We don’t see a lot about COVID-19 within the mainstream media nowadays. Persons are uninterested in interested by it, and the oldsters who generate content material for the mainstream media are uninterested in writing about it. Greater than drained, I’d say. Fed up is extra prefer it. However a fast take a look at the info is fascinating.
At current, the prevalence of COVID is diminishing. Through the week ending August 31, 2.3% of emergency division visits reported optimistic COVID assessments. This was a giant drop from the ten.2% of ED visits that reported optimistic COVID assessments the earlier week. There was a serious enhance in ED visits resulting from COVID simply previously few months, from the low positivity fee of lower than 0.5% reported within the week ending Might ninth of this yr. For the reason that onset of the pandemic, there have been 139.8 million optimistic COVID-19 emergency division visits.
Total numbers of hospitalizations and deaths have additionally dropped considerably. Listed here are some COVID dying figures for comparability:
Week ending 09/14/2024 – 563 deaths resulting from COVID
Week ending 08/31/2024 – 663 deaths resulting from COVID
Week ending 05/18/2024 – 336 deaths resulting from COVID
Week ending 01/27/2024 – 2,131 deaths resulting from COVID
Week ending 01/17/2023 – 3,870 deaths resulting from COVID
Week ending 01/15/2022 – 19,078 deaths resulting from COVID
Week ending 01/19/2021 – 25,974 deaths resulting from COVID
Based on my calculator, the latest COVID dying fee is about 2.5% of what it was on the pandemic’s peak. It’s not over, but it surely actually is approach, approach down.

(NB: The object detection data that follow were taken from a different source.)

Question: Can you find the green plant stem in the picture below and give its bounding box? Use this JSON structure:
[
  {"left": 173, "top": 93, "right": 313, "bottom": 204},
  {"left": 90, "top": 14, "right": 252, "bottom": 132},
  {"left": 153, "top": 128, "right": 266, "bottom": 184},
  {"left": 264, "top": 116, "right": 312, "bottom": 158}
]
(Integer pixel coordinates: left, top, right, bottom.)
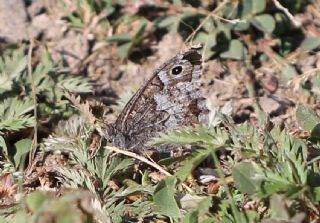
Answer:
[
  {"left": 27, "top": 38, "right": 38, "bottom": 170},
  {"left": 209, "top": 145, "right": 242, "bottom": 223}
]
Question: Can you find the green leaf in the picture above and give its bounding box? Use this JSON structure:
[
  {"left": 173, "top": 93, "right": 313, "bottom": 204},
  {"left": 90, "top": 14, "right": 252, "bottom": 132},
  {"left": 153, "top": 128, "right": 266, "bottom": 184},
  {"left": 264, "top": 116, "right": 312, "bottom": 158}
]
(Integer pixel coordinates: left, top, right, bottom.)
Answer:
[
  {"left": 312, "top": 186, "right": 320, "bottom": 202},
  {"left": 0, "top": 136, "right": 8, "bottom": 155},
  {"left": 107, "top": 33, "right": 133, "bottom": 43},
  {"left": 220, "top": 39, "right": 246, "bottom": 60},
  {"left": 153, "top": 177, "right": 181, "bottom": 218},
  {"left": 175, "top": 150, "right": 210, "bottom": 181},
  {"left": 134, "top": 20, "right": 148, "bottom": 38},
  {"left": 281, "top": 65, "right": 297, "bottom": 82},
  {"left": 118, "top": 42, "right": 133, "bottom": 57},
  {"left": 296, "top": 105, "right": 320, "bottom": 131},
  {"left": 310, "top": 123, "right": 320, "bottom": 141},
  {"left": 26, "top": 191, "right": 47, "bottom": 212},
  {"left": 270, "top": 194, "right": 289, "bottom": 221},
  {"left": 13, "top": 139, "right": 32, "bottom": 167},
  {"left": 251, "top": 14, "right": 276, "bottom": 33},
  {"left": 251, "top": 0, "right": 266, "bottom": 14},
  {"left": 301, "top": 37, "right": 320, "bottom": 51},
  {"left": 232, "top": 163, "right": 261, "bottom": 194}
]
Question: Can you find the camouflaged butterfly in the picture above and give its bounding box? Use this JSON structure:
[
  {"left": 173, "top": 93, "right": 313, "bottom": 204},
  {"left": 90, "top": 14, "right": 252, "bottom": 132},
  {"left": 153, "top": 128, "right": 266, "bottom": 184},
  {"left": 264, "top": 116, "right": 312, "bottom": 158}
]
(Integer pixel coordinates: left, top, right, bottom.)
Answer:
[{"left": 106, "top": 49, "right": 208, "bottom": 152}]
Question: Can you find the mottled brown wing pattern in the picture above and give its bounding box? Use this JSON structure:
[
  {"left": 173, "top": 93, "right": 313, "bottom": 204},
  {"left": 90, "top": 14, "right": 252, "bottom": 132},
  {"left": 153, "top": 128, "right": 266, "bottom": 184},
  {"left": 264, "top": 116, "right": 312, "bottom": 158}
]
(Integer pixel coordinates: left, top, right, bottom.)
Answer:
[{"left": 106, "top": 49, "right": 208, "bottom": 151}]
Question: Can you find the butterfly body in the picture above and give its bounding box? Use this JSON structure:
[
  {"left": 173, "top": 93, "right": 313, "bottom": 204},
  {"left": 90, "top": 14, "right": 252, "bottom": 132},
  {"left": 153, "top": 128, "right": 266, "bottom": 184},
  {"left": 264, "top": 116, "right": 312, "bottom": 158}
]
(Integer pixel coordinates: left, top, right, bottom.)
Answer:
[{"left": 106, "top": 49, "right": 208, "bottom": 151}]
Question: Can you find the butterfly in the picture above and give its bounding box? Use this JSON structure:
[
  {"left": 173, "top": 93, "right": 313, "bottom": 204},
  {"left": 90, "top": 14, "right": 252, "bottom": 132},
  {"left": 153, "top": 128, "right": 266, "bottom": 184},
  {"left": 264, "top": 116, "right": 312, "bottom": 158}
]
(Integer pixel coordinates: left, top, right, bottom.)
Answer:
[{"left": 105, "top": 48, "right": 208, "bottom": 152}]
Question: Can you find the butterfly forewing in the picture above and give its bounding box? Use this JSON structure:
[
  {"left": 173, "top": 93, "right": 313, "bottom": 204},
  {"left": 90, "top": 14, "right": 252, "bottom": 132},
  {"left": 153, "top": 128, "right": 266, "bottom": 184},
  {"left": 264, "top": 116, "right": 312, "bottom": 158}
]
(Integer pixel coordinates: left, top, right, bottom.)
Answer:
[{"left": 106, "top": 50, "right": 208, "bottom": 151}]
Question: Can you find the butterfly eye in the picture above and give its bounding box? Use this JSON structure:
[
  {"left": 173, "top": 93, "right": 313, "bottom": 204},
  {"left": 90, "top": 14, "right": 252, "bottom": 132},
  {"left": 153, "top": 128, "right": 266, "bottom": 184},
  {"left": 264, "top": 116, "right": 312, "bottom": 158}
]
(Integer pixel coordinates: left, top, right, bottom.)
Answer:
[{"left": 171, "top": 66, "right": 182, "bottom": 75}]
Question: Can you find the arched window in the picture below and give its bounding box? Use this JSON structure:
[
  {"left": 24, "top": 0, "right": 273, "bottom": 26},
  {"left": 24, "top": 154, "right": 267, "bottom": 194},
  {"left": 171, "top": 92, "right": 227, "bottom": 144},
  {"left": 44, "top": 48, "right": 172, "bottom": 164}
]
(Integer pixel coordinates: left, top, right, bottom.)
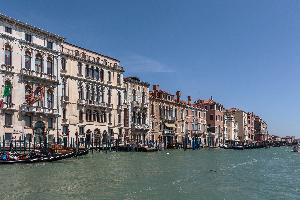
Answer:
[
  {"left": 47, "top": 57, "right": 53, "bottom": 75},
  {"left": 61, "top": 58, "right": 66, "bottom": 70},
  {"left": 96, "top": 87, "right": 100, "bottom": 103},
  {"left": 95, "top": 67, "right": 99, "bottom": 81},
  {"left": 85, "top": 109, "right": 92, "bottom": 122},
  {"left": 142, "top": 91, "right": 146, "bottom": 103},
  {"left": 47, "top": 90, "right": 54, "bottom": 109},
  {"left": 117, "top": 74, "right": 121, "bottom": 85},
  {"left": 78, "top": 85, "right": 84, "bottom": 100},
  {"left": 107, "top": 89, "right": 111, "bottom": 104},
  {"left": 25, "top": 51, "right": 31, "bottom": 70},
  {"left": 79, "top": 110, "right": 83, "bottom": 121},
  {"left": 89, "top": 66, "right": 95, "bottom": 78},
  {"left": 100, "top": 69, "right": 104, "bottom": 81},
  {"left": 142, "top": 113, "right": 146, "bottom": 124},
  {"left": 100, "top": 88, "right": 104, "bottom": 103},
  {"left": 91, "top": 86, "right": 95, "bottom": 102},
  {"left": 108, "top": 71, "right": 111, "bottom": 82},
  {"left": 77, "top": 62, "right": 82, "bottom": 75},
  {"left": 62, "top": 79, "right": 67, "bottom": 97},
  {"left": 62, "top": 108, "right": 67, "bottom": 119},
  {"left": 5, "top": 44, "right": 12, "bottom": 65},
  {"left": 35, "top": 54, "right": 44, "bottom": 73},
  {"left": 93, "top": 110, "right": 100, "bottom": 122},
  {"left": 81, "top": 53, "right": 86, "bottom": 59},
  {"left": 118, "top": 92, "right": 122, "bottom": 106},
  {"left": 85, "top": 65, "right": 90, "bottom": 77},
  {"left": 86, "top": 85, "right": 91, "bottom": 101},
  {"left": 132, "top": 89, "right": 136, "bottom": 101}
]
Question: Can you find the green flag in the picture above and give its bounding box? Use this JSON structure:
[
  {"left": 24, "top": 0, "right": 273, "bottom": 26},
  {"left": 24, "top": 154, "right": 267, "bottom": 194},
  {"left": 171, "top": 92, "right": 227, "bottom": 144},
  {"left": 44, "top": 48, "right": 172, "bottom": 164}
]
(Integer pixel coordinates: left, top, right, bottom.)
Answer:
[{"left": 3, "top": 80, "right": 12, "bottom": 97}]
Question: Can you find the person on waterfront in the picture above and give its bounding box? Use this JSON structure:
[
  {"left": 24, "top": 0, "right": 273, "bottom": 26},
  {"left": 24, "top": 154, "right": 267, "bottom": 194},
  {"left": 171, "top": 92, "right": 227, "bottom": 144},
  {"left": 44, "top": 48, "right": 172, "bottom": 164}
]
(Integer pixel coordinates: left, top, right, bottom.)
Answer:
[{"left": 85, "top": 131, "right": 91, "bottom": 149}]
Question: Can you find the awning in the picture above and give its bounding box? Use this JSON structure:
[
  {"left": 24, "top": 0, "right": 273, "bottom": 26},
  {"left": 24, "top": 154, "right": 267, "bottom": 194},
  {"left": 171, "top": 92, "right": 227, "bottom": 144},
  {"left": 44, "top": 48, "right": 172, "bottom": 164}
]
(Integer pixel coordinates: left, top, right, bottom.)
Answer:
[{"left": 165, "top": 123, "right": 176, "bottom": 128}]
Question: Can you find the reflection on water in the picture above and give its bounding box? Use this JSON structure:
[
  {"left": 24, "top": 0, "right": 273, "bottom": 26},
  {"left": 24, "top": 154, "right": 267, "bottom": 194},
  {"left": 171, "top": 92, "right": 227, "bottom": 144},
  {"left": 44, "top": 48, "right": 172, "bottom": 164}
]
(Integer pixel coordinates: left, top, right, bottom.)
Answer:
[{"left": 0, "top": 147, "right": 300, "bottom": 200}]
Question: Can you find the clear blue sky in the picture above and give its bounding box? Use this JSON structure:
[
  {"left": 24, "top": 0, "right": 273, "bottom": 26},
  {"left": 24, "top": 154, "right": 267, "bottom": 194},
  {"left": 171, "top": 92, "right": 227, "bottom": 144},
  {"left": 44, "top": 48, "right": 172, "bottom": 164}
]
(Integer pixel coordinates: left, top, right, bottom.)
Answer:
[{"left": 0, "top": 0, "right": 300, "bottom": 136}]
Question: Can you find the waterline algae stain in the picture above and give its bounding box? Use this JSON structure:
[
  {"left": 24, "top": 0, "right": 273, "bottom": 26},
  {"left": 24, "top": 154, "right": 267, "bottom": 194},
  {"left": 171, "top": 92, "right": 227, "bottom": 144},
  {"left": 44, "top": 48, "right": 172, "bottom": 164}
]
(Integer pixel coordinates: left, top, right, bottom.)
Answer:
[{"left": 0, "top": 147, "right": 300, "bottom": 200}]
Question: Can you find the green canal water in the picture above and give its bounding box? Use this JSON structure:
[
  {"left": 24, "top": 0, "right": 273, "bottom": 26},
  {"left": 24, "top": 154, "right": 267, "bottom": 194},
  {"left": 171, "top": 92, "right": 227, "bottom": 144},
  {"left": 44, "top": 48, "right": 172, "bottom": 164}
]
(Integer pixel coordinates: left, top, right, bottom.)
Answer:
[{"left": 0, "top": 147, "right": 300, "bottom": 200}]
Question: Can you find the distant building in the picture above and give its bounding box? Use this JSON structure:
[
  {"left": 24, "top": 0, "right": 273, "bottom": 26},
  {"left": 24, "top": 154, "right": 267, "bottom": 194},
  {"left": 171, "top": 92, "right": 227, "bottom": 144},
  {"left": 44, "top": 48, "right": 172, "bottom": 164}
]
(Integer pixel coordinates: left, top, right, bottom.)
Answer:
[
  {"left": 124, "top": 77, "right": 150, "bottom": 145},
  {"left": 247, "top": 112, "right": 255, "bottom": 142},
  {"left": 195, "top": 98, "right": 224, "bottom": 147},
  {"left": 150, "top": 85, "right": 206, "bottom": 147},
  {"left": 59, "top": 43, "right": 125, "bottom": 143},
  {"left": 223, "top": 112, "right": 239, "bottom": 142},
  {"left": 0, "top": 14, "right": 64, "bottom": 141},
  {"left": 226, "top": 108, "right": 249, "bottom": 142},
  {"left": 254, "top": 116, "right": 268, "bottom": 141}
]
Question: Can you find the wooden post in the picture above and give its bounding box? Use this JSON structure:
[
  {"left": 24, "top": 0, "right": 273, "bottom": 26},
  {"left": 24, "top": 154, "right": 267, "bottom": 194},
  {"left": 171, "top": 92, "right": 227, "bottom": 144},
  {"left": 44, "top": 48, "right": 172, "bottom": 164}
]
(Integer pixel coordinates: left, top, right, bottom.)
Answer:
[
  {"left": 33, "top": 136, "right": 36, "bottom": 150},
  {"left": 24, "top": 136, "right": 26, "bottom": 154}
]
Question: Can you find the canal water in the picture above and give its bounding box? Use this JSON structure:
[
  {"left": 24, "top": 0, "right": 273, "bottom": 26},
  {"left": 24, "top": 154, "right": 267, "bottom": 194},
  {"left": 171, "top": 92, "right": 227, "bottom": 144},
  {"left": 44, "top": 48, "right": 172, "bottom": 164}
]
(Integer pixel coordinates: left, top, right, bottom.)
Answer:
[{"left": 0, "top": 147, "right": 300, "bottom": 200}]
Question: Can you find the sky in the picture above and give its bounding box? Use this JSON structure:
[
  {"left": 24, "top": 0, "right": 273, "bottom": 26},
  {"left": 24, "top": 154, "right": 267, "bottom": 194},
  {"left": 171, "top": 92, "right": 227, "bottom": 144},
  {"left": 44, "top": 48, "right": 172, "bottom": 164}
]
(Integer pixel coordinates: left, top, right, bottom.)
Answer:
[{"left": 0, "top": 0, "right": 300, "bottom": 137}]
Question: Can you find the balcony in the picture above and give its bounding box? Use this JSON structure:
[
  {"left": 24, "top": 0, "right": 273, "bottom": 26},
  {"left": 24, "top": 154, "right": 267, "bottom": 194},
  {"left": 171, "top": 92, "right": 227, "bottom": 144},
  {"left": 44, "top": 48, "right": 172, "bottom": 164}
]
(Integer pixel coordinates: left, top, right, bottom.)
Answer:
[
  {"left": 95, "top": 101, "right": 106, "bottom": 108},
  {"left": 106, "top": 103, "right": 112, "bottom": 109},
  {"left": 131, "top": 123, "right": 149, "bottom": 130},
  {"left": 77, "top": 99, "right": 86, "bottom": 106},
  {"left": 163, "top": 129, "right": 175, "bottom": 136},
  {"left": 61, "top": 96, "right": 69, "bottom": 103},
  {"left": 0, "top": 64, "right": 14, "bottom": 73},
  {"left": 142, "top": 102, "right": 149, "bottom": 108},
  {"left": 20, "top": 104, "right": 58, "bottom": 115},
  {"left": 131, "top": 100, "right": 140, "bottom": 108},
  {"left": 61, "top": 118, "right": 68, "bottom": 124},
  {"left": 20, "top": 69, "right": 58, "bottom": 83},
  {"left": 117, "top": 104, "right": 123, "bottom": 110},
  {"left": 2, "top": 102, "right": 16, "bottom": 111}
]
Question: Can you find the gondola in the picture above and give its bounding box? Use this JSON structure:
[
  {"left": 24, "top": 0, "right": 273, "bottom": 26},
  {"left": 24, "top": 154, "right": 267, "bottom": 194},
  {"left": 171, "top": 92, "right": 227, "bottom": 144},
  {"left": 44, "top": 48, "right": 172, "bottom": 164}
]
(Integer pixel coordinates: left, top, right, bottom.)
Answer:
[
  {"left": 0, "top": 150, "right": 89, "bottom": 165},
  {"left": 232, "top": 145, "right": 244, "bottom": 150}
]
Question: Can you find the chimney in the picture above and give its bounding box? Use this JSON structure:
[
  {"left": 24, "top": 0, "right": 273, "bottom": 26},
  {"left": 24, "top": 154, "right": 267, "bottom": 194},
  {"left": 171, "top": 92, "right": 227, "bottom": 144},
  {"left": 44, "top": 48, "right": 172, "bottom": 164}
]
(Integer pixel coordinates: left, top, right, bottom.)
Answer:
[
  {"left": 176, "top": 91, "right": 181, "bottom": 102},
  {"left": 188, "top": 96, "right": 192, "bottom": 105},
  {"left": 153, "top": 85, "right": 159, "bottom": 91}
]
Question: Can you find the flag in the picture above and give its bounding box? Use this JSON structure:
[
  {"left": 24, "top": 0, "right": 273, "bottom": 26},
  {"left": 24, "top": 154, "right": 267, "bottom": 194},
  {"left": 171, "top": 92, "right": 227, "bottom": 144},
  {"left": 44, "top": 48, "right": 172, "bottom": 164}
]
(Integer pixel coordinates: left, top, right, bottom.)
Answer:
[
  {"left": 3, "top": 80, "right": 12, "bottom": 97},
  {"left": 0, "top": 99, "right": 4, "bottom": 109}
]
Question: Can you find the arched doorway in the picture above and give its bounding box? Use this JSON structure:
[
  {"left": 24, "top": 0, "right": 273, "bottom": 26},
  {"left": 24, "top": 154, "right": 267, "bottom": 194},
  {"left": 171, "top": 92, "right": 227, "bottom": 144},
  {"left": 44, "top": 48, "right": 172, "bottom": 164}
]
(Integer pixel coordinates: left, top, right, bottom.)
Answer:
[{"left": 33, "top": 121, "right": 47, "bottom": 146}]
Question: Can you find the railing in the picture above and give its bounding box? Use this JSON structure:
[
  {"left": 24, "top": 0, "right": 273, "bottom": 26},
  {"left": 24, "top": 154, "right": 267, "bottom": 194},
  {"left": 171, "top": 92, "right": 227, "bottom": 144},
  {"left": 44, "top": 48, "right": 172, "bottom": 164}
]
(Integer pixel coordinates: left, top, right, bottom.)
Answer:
[
  {"left": 77, "top": 99, "right": 86, "bottom": 105},
  {"left": 1, "top": 64, "right": 14, "bottom": 72},
  {"left": 21, "top": 69, "right": 57, "bottom": 81},
  {"left": 131, "top": 123, "right": 149, "bottom": 129},
  {"left": 61, "top": 96, "right": 69, "bottom": 102},
  {"left": 20, "top": 104, "right": 58, "bottom": 114}
]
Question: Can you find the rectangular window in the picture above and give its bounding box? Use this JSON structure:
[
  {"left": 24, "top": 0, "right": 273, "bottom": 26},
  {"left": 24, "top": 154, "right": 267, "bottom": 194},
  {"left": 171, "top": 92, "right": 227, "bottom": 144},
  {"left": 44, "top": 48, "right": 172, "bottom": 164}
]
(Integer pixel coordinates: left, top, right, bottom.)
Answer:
[
  {"left": 24, "top": 115, "right": 32, "bottom": 127},
  {"left": 4, "top": 133, "right": 12, "bottom": 141},
  {"left": 25, "top": 33, "right": 32, "bottom": 42},
  {"left": 47, "top": 41, "right": 53, "bottom": 49},
  {"left": 79, "top": 126, "right": 84, "bottom": 135},
  {"left": 48, "top": 117, "right": 53, "bottom": 129},
  {"left": 5, "top": 113, "right": 12, "bottom": 126},
  {"left": 5, "top": 26, "right": 12, "bottom": 34},
  {"left": 63, "top": 126, "right": 68, "bottom": 135}
]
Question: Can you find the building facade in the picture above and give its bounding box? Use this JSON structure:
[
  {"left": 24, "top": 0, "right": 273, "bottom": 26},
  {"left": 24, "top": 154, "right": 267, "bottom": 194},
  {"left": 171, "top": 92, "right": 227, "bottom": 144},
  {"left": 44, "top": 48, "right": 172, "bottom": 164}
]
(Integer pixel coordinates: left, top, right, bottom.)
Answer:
[
  {"left": 0, "top": 15, "right": 64, "bottom": 144},
  {"left": 226, "top": 108, "right": 249, "bottom": 143},
  {"left": 124, "top": 77, "right": 150, "bottom": 145},
  {"left": 59, "top": 42, "right": 125, "bottom": 143},
  {"left": 224, "top": 112, "right": 239, "bottom": 143},
  {"left": 195, "top": 98, "right": 224, "bottom": 147},
  {"left": 150, "top": 85, "right": 206, "bottom": 147},
  {"left": 254, "top": 116, "right": 268, "bottom": 141}
]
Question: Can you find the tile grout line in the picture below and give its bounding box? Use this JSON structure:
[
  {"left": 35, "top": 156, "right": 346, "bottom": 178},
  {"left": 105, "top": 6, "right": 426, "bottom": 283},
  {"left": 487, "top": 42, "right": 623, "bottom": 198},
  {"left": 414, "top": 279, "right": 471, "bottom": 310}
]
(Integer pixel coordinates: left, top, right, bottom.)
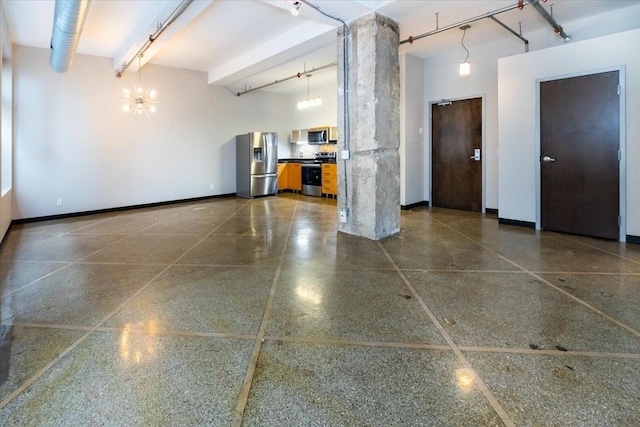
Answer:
[
  {"left": 548, "top": 231, "right": 640, "bottom": 264},
  {"left": 0, "top": 202, "right": 249, "bottom": 410},
  {"left": 460, "top": 346, "right": 640, "bottom": 359},
  {"left": 232, "top": 199, "right": 298, "bottom": 427},
  {"left": 0, "top": 216, "right": 115, "bottom": 254},
  {"left": 378, "top": 242, "right": 515, "bottom": 427},
  {"left": 0, "top": 208, "right": 196, "bottom": 298},
  {"left": 5, "top": 322, "right": 640, "bottom": 359},
  {"left": 434, "top": 218, "right": 640, "bottom": 338}
]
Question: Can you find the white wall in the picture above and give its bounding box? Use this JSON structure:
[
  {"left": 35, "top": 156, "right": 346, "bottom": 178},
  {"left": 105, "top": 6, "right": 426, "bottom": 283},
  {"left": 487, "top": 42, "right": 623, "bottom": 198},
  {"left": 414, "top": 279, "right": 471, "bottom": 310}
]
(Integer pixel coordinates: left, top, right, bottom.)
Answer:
[
  {"left": 417, "top": 5, "right": 640, "bottom": 211},
  {"left": 13, "top": 46, "right": 290, "bottom": 219},
  {"left": 288, "top": 80, "right": 338, "bottom": 129},
  {"left": 400, "top": 54, "right": 427, "bottom": 206},
  {"left": 0, "top": 7, "right": 13, "bottom": 241},
  {"left": 280, "top": 82, "right": 338, "bottom": 159},
  {"left": 498, "top": 30, "right": 640, "bottom": 236}
]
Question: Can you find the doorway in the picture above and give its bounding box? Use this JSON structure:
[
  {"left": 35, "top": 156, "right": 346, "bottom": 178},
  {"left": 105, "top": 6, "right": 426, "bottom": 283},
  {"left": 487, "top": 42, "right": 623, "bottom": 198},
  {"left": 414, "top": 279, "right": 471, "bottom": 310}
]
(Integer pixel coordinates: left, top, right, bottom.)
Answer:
[
  {"left": 540, "top": 70, "right": 621, "bottom": 240},
  {"left": 431, "top": 98, "right": 483, "bottom": 212}
]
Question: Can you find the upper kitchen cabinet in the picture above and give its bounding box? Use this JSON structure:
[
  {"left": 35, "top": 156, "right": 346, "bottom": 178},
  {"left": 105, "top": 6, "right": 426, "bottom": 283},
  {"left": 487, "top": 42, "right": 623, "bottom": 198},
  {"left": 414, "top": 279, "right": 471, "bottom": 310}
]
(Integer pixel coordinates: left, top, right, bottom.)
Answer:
[{"left": 291, "top": 129, "right": 309, "bottom": 144}]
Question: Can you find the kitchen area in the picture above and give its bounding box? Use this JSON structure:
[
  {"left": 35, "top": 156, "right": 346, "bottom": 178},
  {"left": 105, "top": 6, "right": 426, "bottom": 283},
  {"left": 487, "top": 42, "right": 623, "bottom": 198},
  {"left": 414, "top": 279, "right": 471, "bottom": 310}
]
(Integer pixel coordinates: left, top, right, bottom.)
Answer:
[
  {"left": 236, "top": 82, "right": 338, "bottom": 198},
  {"left": 278, "top": 126, "right": 338, "bottom": 197},
  {"left": 236, "top": 126, "right": 338, "bottom": 198}
]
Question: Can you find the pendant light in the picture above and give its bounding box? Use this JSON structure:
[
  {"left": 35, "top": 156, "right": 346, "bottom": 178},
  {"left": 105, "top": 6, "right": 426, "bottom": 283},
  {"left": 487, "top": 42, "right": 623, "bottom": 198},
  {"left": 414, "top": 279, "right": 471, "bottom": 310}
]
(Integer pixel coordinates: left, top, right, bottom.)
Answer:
[
  {"left": 298, "top": 74, "right": 322, "bottom": 110},
  {"left": 122, "top": 54, "right": 158, "bottom": 117},
  {"left": 460, "top": 25, "right": 471, "bottom": 76}
]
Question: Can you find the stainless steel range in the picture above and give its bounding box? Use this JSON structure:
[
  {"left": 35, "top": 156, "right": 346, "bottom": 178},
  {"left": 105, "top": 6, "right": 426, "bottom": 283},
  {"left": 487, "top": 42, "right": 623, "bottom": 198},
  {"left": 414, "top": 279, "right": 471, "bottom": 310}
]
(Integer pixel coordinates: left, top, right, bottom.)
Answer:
[{"left": 302, "top": 152, "right": 336, "bottom": 197}]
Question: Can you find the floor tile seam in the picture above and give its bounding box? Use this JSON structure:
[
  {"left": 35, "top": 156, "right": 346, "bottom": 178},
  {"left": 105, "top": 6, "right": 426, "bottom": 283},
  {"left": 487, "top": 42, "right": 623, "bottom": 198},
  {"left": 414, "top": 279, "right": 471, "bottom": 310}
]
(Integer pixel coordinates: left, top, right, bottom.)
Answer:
[
  {"left": 550, "top": 231, "right": 640, "bottom": 265},
  {"left": 527, "top": 270, "right": 640, "bottom": 276},
  {"left": 264, "top": 335, "right": 452, "bottom": 351},
  {"left": 400, "top": 268, "right": 640, "bottom": 276},
  {"left": 0, "top": 266, "right": 179, "bottom": 410},
  {"left": 0, "top": 322, "right": 256, "bottom": 340},
  {"left": 0, "top": 321, "right": 93, "bottom": 331},
  {"left": 0, "top": 259, "right": 73, "bottom": 264},
  {"left": 0, "top": 262, "right": 74, "bottom": 300},
  {"left": 73, "top": 231, "right": 206, "bottom": 236},
  {"left": 378, "top": 242, "right": 515, "bottom": 427},
  {"left": 0, "top": 328, "right": 94, "bottom": 411},
  {"left": 459, "top": 346, "right": 640, "bottom": 360},
  {"left": 63, "top": 206, "right": 196, "bottom": 263},
  {"left": 436, "top": 220, "right": 640, "bottom": 338},
  {"left": 96, "top": 326, "right": 256, "bottom": 341},
  {"left": 232, "top": 200, "right": 299, "bottom": 427},
  {"left": 0, "top": 208, "right": 196, "bottom": 298},
  {"left": 529, "top": 272, "right": 640, "bottom": 338},
  {"left": 400, "top": 268, "right": 528, "bottom": 274},
  {"left": 4, "top": 217, "right": 116, "bottom": 254},
  {"left": 165, "top": 199, "right": 251, "bottom": 265},
  {"left": 282, "top": 264, "right": 396, "bottom": 271},
  {"left": 0, "top": 204, "right": 254, "bottom": 410}
]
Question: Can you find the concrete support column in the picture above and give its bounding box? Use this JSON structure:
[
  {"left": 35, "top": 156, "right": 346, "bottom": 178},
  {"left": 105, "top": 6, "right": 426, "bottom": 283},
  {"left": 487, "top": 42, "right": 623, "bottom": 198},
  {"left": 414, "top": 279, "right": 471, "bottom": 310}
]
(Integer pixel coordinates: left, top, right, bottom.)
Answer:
[{"left": 338, "top": 12, "right": 400, "bottom": 240}]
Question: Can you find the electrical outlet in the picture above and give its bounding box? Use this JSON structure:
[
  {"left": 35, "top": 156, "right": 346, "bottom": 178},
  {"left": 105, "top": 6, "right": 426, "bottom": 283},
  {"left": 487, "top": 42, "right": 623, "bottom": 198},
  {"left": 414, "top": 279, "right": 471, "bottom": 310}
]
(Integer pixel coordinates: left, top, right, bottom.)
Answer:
[{"left": 340, "top": 208, "right": 349, "bottom": 223}]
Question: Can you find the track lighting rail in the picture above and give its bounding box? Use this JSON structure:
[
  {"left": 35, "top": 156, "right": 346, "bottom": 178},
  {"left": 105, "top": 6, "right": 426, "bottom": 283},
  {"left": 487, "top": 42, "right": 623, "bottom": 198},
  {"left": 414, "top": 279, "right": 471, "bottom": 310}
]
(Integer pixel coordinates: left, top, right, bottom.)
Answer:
[
  {"left": 400, "top": 0, "right": 571, "bottom": 48},
  {"left": 116, "top": 0, "right": 193, "bottom": 78},
  {"left": 236, "top": 62, "right": 338, "bottom": 96}
]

Within the US, there have been 111,820,092 confirmed circumstances of COVID, and 1,219,489 confirmed deaths. Over 95% of the US inhabitants has identifiable COVID antibodies, which reduces the influence by way of hospitalizations and deaths. In comparison with COVID in its peak interval, what we’re taking a look at now’s undoubtedly minor. The illness has its ups and downs, however the general trajectory is evident. Generally, COVID is diminishing as a severe risk.
The lengthy COVID story is considerably extra regarding. The CDC has taken its time in defining lengthy COVID. They’ve settled on three months because the time span that defines lengthy COVID – if signs persist three months or longer, the sickness qualifies as lengthy COVID. The prevalence of lengthy COVID in adults over the age of 18 declined very barely, from about 7.5% in June of 2022 to about 6% in the identical interval in 2023, and has not modified since 2023. These percentages will not be percentages of the final inhabitants, however of the inhabitants that was recognized with COVID – in different phrases, since 2023 about 6% of individuals initially recognized with COVID went on to develop lengthy COVID. Based on the CDC, the individuals most certainly to be affected by lengthy COVID are ladies, Hispanics, hospitalized people, individuals with underlying well being situations, and the unvaccinated. In adults reporting earlier episodes of COVID, the prevalence of lengthy COVID is way greater. It reached 18.9% again in 2022 and has not modified a lot since that point.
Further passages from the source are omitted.